ドラッグストアとジャーナリズム

自分に合った市販薬を選びませんか?

新たな要指導医薬品「ナシビンメディ」が登場【2021/9/13~9/17のニュース】

今週のニュースです。

一番のニュースは、なんといっても、新しい要指導医薬品の登場です。要指導医薬品「ナシビンメディ」が9/13発売。持続型血管収縮成分「オキシメタゾリン塩酸塩」と抗ヒスタミン成分「クロルフェニラミンマレイン酸塩」を日本ではじめて組み合わせた点鼻薬。これは色々言いたくなる新商品です。

まず、製品説明には以下の、やや奇妙な記載があります

・1本で約160回使用可能で、最大約40日分

・連続して1週間を超えて使用しない

・中止した場合は2週間以上あける

試用期間がかなり狭く設定されているのに、1製品の最大使用量が40日分というのは、どうなのでしょうか。注意喚起は結構なのですが、実際問題としては、血管収縮成分の点鼻を上手に使える人は、あまり多くないと思います。血管収縮成分の点鼻薬をたくさん買おうとする人は、私が現場でよく見てきた光景です。
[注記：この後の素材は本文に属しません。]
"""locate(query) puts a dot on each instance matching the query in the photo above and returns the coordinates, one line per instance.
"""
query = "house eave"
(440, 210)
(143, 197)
40日分のこの製品も、これよりもずっと短い期間で使い切ってしまうかもしれません。

せっかくの要指導薬ですし新商品なので、あまりネガティブなことは言いたくなのですが、私は抗ヒスタミンの単剤がよかったと、思わず考えてしまいました。症状に合わせて点鼻ステロイドと併用できます(点鼻ステと点鼻抗ヒスの併用は点鼻ステ単独よりも効果が高く、AAAAI2017ガイドラインにも掲載されてます)。

ナシビンメディは使い方によっては、非常に良いものかもしれません。薬剤師の手が入る要指導医薬品のままであれば、効果は高いでしょうから、販売する側にとっても頼もしい薬だと言えます。ただ、要指導医薬品はいずれ薬剤師の手を離れることを前提にしていることを考えると、未来のことを考えると、そう手放しで喜べないなというのが、率直な感想です。

要指導医薬品が、基本的にはやがてセルフ販売になるというのは、今の市販薬制度の問題の1つだと思います。緊急避妊薬の市販薬の議論でも、この点が懸念点として挙げられていた記憶があります。ロキソニンなどの例外があるとはいえ、血管収縮成分の点鼻薬が、すでに第二類医薬品として販売されていることを考えると、ナシビンメディも同じようになるのだと思います。

もう1つニュースを。眠くなる成分(抗ヒスタミン成分)を含まないかぜ薬「パブロン50錠」が新パッケージで9/13に発売しました。市販薬の中でもユニークで、資格者からの評価も高いこの薬。アセトアミノフェンが1回150mgと少量でなければ、さらに良いと思っています。なお、こちらの薬は15未満は飲めませんのでご注意ください。

ところで、この成分であれば、アセトアミノフェンの解熱鎮痛薬と、麦門冬湯を一緒に飲めば良いかもしれません。